Optimizing searching through very large volumes of data

Discussions

Performance and scalability: Optimizing searching through very large volumes of data

  1. I am investigating how to manage volumes of data that I will need to search across.

    I am currently working on a J2EE application using a WebLogic application server and an Oracle8i backend database.

    Basically, in any day in the region of 10000 to 15000 JMS messages are processed into the system.
    - there are 3 types of XML messages each with up to 50 attributes
    - there is a small amount of common data between all of the messages
    - when a message is being processed, I need to store all of the data from the message in the database
    - I need to be able to retrieve some of the details of a message via a search

    Up until now- we have been using a database structure as follows:
    - There is one main table which holds the common attributes.
    - This main table links to 4 other tables- using IDs in the messages to link to the details of that ID which are required for displaying the search results to the screens.
    - There are 3 child tables which hold all of the message data- one child table for each type of message.

    There are a number of JSP search screens that will allow you to search for almost any of the attributes stored in any of the database tables. There are a set of predefined views that the users select one of. Each of these views define a set of columns to display in the search results. These columns can be from and of the database tables.

    We are having performance problems with this structure for the following reasons:
    - if you want to retrieve columns for all 3 types of messages for displaying the search results screen- and as the data for each message will only exist on one of the 3 child tables, I need to use outer joins in my PreparedStatements for the retrieve. This slows down the search
    - There is the ability to do wild card searches for a limited number of fields. For this I am using LIKE in the SQL- and because of the huge volumes of data (about 1million records currently) having to do full table scans is very slow.
    - There is the ability to do case insensitive searches for some of the fields. For this I use the UPPER() function in the SQL. This again can be very slow.

    I am looking at different ways to structure the database to help improve the speed of the search. One possibility would be to hold this data in name value pairs- this would be a very long thin table- but each of the columns could be indexed and this neccessity to use outer joins would be gone. But I have no idea how this would perform over such huge volumes.

    If anyone has a recommended approach for solving such a problem, or can point me in the direction of any good articles discussing optimizing searching on high volumne of data it would be much appreciated.

    Cheers,
    Mary

    Threaded Messages (3)

  2. Check this[ Go to top ]

    Hi Mary,
    There is wealth of white papers on datawarehouse and datamining in this site
    datawarehouse.com
    faisal
  3. Lucene[ Go to top ]

    You could investigate using Apache Jakarta Lucene to index your content. It's easy to use and very powerful (I beleieve the TSS search functionality uses it).

    I've heard people mention that they get some strange results when searching indexs of lots of small (single word) fields.

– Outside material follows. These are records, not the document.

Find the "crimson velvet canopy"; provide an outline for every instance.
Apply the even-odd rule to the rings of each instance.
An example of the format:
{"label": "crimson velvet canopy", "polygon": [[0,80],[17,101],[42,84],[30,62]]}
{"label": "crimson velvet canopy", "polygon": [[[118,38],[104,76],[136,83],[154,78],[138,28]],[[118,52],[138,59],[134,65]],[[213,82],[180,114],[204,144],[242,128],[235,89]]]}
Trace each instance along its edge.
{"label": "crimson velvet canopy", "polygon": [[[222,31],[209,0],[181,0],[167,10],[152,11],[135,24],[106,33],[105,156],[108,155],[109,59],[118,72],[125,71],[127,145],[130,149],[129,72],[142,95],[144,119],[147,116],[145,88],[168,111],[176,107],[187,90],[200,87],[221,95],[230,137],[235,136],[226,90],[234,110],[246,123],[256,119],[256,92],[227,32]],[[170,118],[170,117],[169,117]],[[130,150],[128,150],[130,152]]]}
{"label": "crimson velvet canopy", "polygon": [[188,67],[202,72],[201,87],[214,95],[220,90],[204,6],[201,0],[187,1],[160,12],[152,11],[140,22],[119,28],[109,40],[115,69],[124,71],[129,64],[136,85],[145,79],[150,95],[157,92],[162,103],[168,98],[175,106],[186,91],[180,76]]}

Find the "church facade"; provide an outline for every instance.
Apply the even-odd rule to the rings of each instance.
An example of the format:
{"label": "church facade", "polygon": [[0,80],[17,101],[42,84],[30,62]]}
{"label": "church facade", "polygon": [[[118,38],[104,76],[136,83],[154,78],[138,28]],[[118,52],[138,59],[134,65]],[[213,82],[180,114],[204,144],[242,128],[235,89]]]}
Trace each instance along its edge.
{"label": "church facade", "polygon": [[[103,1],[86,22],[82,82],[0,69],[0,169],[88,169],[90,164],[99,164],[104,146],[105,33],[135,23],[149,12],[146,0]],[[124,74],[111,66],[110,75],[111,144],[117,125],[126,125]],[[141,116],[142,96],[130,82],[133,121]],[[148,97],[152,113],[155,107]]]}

    Obviously performing an explain on the query and making sure you reduce the number of table scans that occur is an easy way to speed things up a bit.
  4. if you want to retrieve columns for all 3 types of messages for displaying the search results screen- and as the data for each message will only exist on one of the 3 child tables, I need to use outer joins in my PreparedStatements for the retrieve. This slows down the search
    Check if using 3 queries with inner join is faster. It might be that the result of the outer join contains many null "cells" and the driver does not optimize them away.
    There is the ability to do wild card searches for a limited number of fields. For this I am using LIKE in the SQL- and because of the huge volumes of data (about 1million records currently) having to do full table scans is very slow.
    As suggested try using Lucene. Also check if the database vendor has a full-text search product. If you are using Oracle that would be Intermedia.
    You might be able to change the logic of the search so that most of the string critera would match the "root" of the text, e.g. 'FOOBAR%' instead of '%FOOBAR%'. Former pattern usually uses index while latter usually results in a full table scan. Users might agree to always explicitely enter wildcards into search criteria if you explain the performance tradeoff to them. I did that on one of the projects and it worked perfectly.
    There is the ability to do case insensitive searches for some of the fields. For this I use the UPPER() function in the SQL. This again can be very slow.
    Yep, as this usually avoids indexes. Create a function index for each criteria with UPPER().
    If you can't, you can "simulate" them. Create a new column and a INSERT and UPDATE trigger which writes uppercased string to the column. Don't forget to index this new column. Then change all queries to search the new column instead of using UPPER().